Ein Pathologe auf der Suche nach der Schöpferkraft

Relativ makaber

Albert Einstein wurde bereits zu Lebzeiten vergöttert, er wollte wenigstens als Leichnam seine Ruhe haben. Daher wurde er nach seinem Tode verbrannt und seine Asche an einem unbekannten Ort verstreut. So hatte er es in seinem Testament verfügt.

"Ich möchte verbrannt werden, damit die Menschen nicht kommen, um meine Gebeine zu verehren". Doch Albert Einstein hatte die Rechnung ohne den Wirt gemacht. Der trat in Gestalt des Pathologen Thomas Harvey auf, eines neurologischen Gralsritters auf der Suche nach dem Sitz genialer Schöpferkraft im menschlichen Denkorgan. Im Hospital von Princeton nimmt Harvey die Autopsie an dem weltberühmten Physiker vor. Eine einmalige Chance.

1230 Gramm schwer

Thomas Harvey setzt das Skalpell an und entfernt dem toten Albert Einstein ohne Genehmigung das Gehirn. Wie Hamlet hält er das berühmte Gehirn in Händen: Es ist 1230 Gramm schwer, das liegt am unteren Ende des Normalgewichtsbereiches, offenbar eine Enttäuschung für den selbsternannten Hirnvermessungskünstler. Vielleicht verbirgt sich das Geheimnis im Inneren des Ganglienknäuels?

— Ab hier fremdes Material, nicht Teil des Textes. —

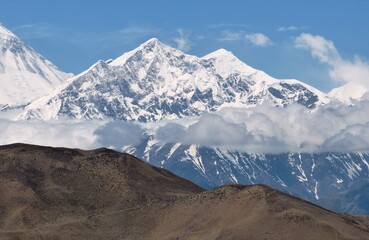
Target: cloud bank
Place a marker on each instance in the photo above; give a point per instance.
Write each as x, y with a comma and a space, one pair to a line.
355, 71
267, 129
262, 129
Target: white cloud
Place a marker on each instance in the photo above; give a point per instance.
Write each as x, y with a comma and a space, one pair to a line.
258, 39
261, 129
287, 28
228, 36
354, 71
182, 41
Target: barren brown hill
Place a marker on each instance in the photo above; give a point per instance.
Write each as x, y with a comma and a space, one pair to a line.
59, 193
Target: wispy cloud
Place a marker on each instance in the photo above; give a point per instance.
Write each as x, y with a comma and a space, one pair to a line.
182, 41
38, 30
99, 40
287, 28
341, 70
258, 39
259, 129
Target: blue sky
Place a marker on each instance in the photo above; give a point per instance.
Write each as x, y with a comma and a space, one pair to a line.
265, 34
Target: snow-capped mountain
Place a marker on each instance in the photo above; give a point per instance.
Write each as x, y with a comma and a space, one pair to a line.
155, 81
328, 179
24, 74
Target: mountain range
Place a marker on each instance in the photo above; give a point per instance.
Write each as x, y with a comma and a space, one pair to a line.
156, 82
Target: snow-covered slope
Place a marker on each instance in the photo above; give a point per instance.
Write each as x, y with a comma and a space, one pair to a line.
327, 179
155, 81
24, 74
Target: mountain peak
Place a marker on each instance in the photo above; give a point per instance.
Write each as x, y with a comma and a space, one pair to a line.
6, 34
25, 75
151, 45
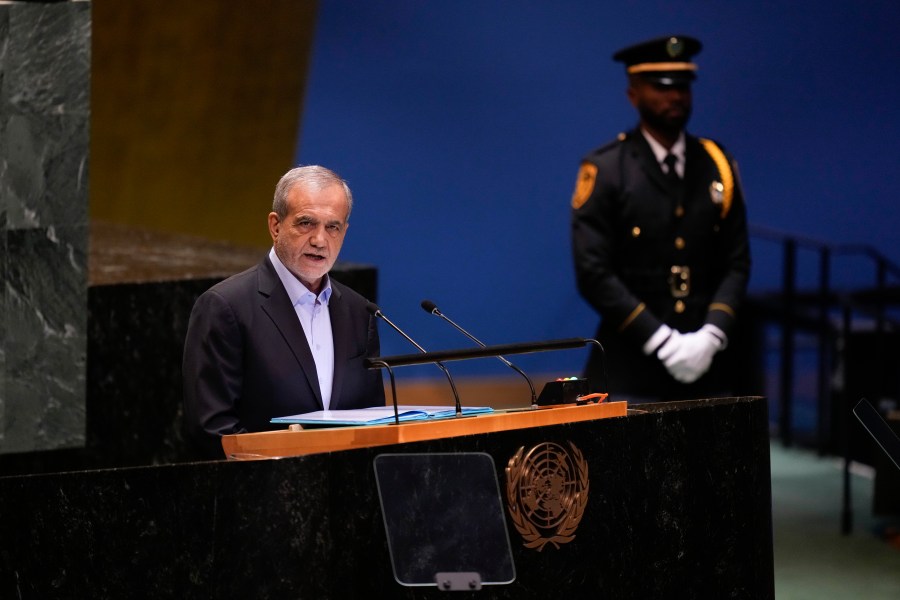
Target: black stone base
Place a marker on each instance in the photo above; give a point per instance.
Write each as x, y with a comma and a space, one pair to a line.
679, 506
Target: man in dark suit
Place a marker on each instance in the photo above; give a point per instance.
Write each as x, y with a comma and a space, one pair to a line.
660, 241
282, 338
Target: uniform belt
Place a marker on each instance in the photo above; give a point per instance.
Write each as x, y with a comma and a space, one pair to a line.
678, 281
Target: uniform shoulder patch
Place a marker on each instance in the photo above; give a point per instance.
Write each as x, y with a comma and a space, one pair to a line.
584, 185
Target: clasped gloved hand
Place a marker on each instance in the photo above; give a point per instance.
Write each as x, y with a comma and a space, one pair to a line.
688, 356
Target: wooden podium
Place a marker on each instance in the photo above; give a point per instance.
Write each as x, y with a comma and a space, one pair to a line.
278, 444
664, 501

Fein säuberlich schneidet Thomas Harvey einen Teil des berühmten Gehirns in kleine Würfel, den anderen tranchiert er in dünne Scheiben. Getränkt in einer Alkohollösung, verschickt er das eingeweckte Gewebe an verschiedene "Gehirnspezialisten". Diese sollen dem Organ, das die Relativitätstheorie entwarf, sein Betriebsgeheimnis entlocken.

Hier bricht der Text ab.